Tuesday, February 19, 2008

I'm trying to go through little used cookbooks and cull out the ones I don't really need. So this week I pulled out The Silver Palate Cookbook which I had bought and then set aside because I looked at the famous Chicken Marbella, thought to myself, "Prunes?" and never opened it again. (A snap and unfair judgment, I'm sure. I also irrationally think the whole book is determinedly "eighties.")

So this week's menus are all pulled from the Silver Palate and last night we had minted pea and spinach soup. This was probably a very unfair choice because a)I don't actually like soup all that much and b)I have an amazing and beloved pea soup recipe in my repertoire already. Plus I was making unfair judgments while cooking like, "A half a bunch of mint is supposed to yield one cup of leaves? How big were bunches of mint in the eighties?" (I have no idea how big a bunch of mint is now, I have an herb garden.) And then, "They want me to strain out the peas and spinach and process them separately in the food processor? Wouldn't it be easier to just put the whole mess in the blender? Just how enamored of their food processors were they in the eighties?" As it turns out, they had good reason to do that- then you can add some of the broth back in and some heavy cream and make yourself a very thick soup. A very thick, delicious soup, which you can then spoon up on hunks of bread. It's not like my other pea soup at all but it will make you want to have two pea soups in your repertoire. (And my 11 month old, who hates being spoon fed as much as he hates spinach-- he let me spoon feed him a whole bowlful.)

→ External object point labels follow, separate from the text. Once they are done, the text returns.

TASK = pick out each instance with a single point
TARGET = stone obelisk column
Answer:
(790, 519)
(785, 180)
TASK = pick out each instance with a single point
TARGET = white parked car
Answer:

Tonight we had pork chops with black currant preserves (apparently they liked to waaay overcook their pork chops in the eighties- I checked mine less than halfway through the designated 20 minutes and they were done) along with a carrot and sweet potato puree (again with the food processor). The sauce masked the overdone chops well, at least, and the puree was great (although they used a lot of butter in the eighties- you can cut that butter amount down by quite a bit, and if I'm cutting out butter, a recipe has too much butter).

2 comments:

Unknown said...

I'm not sure I understand the problem with the eighties (Iran-Contra?, LA Law?) but at least try the Marbella. I have served it to many delighted friends and family over the years. Yes, even people with prune fears. It feeds multitudes, keeps forever, freezes well, low fat, etc.

PS I think people who write cookbooks understand that you will leave out the butter, cream, etc. when you want to.

Hannah said...

I will try the Marbella, then, because everything else we tried last week (braised short ribs! mashed potatoes with leeks!) was to die for. Even though I cut the butter from 2 tablespoons per serving to one tablespoon per serving.